Better Than Language contains ‘0520’ which is dated 13-1-11 and demonstrates that Liron is a poet of real talent and that he can mange to write with great eloqence when he wants to. This is the first stanza (of three);
sudden miasmic triptych up tight begets better woes
Dalston pain heat washes the coalition of love to
throwing out vomit free for all tin cans around the
neck of history and we deserve far worse anyhow
than having to fend for yourself in the trash of loves
real underbelly the scum of love downgraded to a
simple lo-fi rub of envy and jealousy and I want her.
This, I would argue, is the sort of poetry that takes your mind for a walk without really knowing it and which challenges the way we think about being alive. I welcome the challenge but what is also present is an accomplished use of language that manages to say some quite complex things about the political moment and the confusing and contradictory nature of desire. The rest of the poem sustains this quailty right down to the last three words- “shattered image born”. So, my reaction would have probably been entirely different if I’d just read the material in the anthology but I didn’t and my problem is compounded by the fact that some of his other poems in the anthology do seem to be more about surface glitter than depth, but that’s probably the point.

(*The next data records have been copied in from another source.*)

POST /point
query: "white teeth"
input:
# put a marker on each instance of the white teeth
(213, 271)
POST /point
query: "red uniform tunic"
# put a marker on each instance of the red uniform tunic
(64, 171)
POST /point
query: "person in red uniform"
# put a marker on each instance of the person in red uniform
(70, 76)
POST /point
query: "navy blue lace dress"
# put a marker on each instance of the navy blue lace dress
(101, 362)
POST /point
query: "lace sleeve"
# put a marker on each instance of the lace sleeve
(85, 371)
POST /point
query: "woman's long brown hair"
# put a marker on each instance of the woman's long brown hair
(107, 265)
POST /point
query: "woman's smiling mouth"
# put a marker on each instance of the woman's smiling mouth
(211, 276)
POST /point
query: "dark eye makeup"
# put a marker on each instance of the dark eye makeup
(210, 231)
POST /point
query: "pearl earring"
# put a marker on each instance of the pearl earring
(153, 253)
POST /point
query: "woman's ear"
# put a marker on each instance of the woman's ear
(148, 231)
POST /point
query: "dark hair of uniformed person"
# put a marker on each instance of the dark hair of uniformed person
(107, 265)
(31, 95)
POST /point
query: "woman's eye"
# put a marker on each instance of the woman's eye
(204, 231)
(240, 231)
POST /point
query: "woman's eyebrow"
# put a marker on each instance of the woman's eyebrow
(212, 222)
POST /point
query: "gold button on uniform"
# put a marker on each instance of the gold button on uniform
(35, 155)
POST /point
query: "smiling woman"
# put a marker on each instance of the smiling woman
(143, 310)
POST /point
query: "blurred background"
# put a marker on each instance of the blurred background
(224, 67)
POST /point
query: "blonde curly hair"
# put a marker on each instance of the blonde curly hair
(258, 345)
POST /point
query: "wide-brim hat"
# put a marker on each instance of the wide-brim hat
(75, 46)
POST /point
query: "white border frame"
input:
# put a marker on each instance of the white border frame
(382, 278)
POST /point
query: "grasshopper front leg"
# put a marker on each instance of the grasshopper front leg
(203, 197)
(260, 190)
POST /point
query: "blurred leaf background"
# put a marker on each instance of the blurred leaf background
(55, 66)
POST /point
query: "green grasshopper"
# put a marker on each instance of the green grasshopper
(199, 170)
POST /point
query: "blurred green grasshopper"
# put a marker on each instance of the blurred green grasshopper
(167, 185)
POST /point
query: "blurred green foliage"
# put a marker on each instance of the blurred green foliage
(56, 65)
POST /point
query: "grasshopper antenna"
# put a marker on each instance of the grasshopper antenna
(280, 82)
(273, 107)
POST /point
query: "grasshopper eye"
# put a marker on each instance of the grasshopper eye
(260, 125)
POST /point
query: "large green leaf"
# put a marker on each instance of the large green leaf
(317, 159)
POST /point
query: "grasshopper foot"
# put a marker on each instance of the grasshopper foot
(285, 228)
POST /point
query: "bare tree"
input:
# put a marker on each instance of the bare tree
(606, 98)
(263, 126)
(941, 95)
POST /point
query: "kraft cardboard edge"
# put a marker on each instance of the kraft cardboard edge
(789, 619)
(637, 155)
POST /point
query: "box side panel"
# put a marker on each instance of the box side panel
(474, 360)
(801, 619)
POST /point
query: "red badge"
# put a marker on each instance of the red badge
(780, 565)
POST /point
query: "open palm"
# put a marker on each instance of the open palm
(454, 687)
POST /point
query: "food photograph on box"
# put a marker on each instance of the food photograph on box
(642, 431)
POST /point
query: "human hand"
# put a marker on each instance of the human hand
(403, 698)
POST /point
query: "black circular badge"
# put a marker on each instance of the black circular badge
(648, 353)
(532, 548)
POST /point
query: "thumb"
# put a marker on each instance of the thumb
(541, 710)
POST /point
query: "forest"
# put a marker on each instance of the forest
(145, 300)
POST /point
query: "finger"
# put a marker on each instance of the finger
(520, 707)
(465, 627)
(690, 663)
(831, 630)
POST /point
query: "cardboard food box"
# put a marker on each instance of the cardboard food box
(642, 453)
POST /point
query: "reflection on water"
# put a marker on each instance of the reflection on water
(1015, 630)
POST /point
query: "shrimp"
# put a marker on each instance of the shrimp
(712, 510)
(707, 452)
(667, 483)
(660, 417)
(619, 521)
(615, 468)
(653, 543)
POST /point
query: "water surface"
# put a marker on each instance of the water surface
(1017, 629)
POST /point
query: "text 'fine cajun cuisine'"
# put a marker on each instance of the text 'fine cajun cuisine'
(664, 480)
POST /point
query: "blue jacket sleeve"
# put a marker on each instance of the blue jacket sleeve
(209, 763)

I now turn to Tomas Weber who is much more straightforward but equally skilled and challenging. The anthology contains a long prose poem which is titled from Hole which I’m taking to indicate that there’s a fuller version somewhere, if anybody knows if the whole thing has been published, could they please let me know? I’ve chosen a longish section from the middle because it manages to do several things at once:
“Remember when we told each other our fears and they turned out to be the same fears? That we don’t yet fit into any geopolitical conflict analogy, that everybody will suddenly decide to vote for us and we’d have to become the Prince? Come back / perfect / you are anarchy. The eagle is here, crying to you. You are the sly one, dog-slut, running about through architecture, picking your favourite sorts of sleep. We can even act out that fantasy, you know, the one where I’m music. Though I would much rather, I don’t know, structure. Gather the smallest syllables / for Jesus. You see? Eagle’s great. Aren’t you at least glad I am not as far away as landscape? How do we get there, anyway, the place where the dogs are always barking brighter than a pack of burning wolves.”
According to the anthology Weber was born in 1991 which means that he’s twenty or thereabouts. It’s that fact and the sheer insane quality of the above that gives me real hope for the future of British poetry, the reason why this is a landmark publication is that it heralds the advent of a swathe of incredibly talented young poets. I’d like to draw attention to the way that the above expresses things in a number of starling ways. What does it mean to fit into a conflict analogy and does this apply to me? How can somebody be anarchy or music? What’s being music like? Why should Jesus want the smallest syllable, doesn’t he want the larger ones as well? How can youi be as far away as landscape? Is this a specific landscape or the general idea of one? Is there more than one ‘you’ being addressed? Why is everything expressed as a question?
This particular extract is four pages long and all of it throws up similar challenges. I think it’s really good and I wish that I’d written it.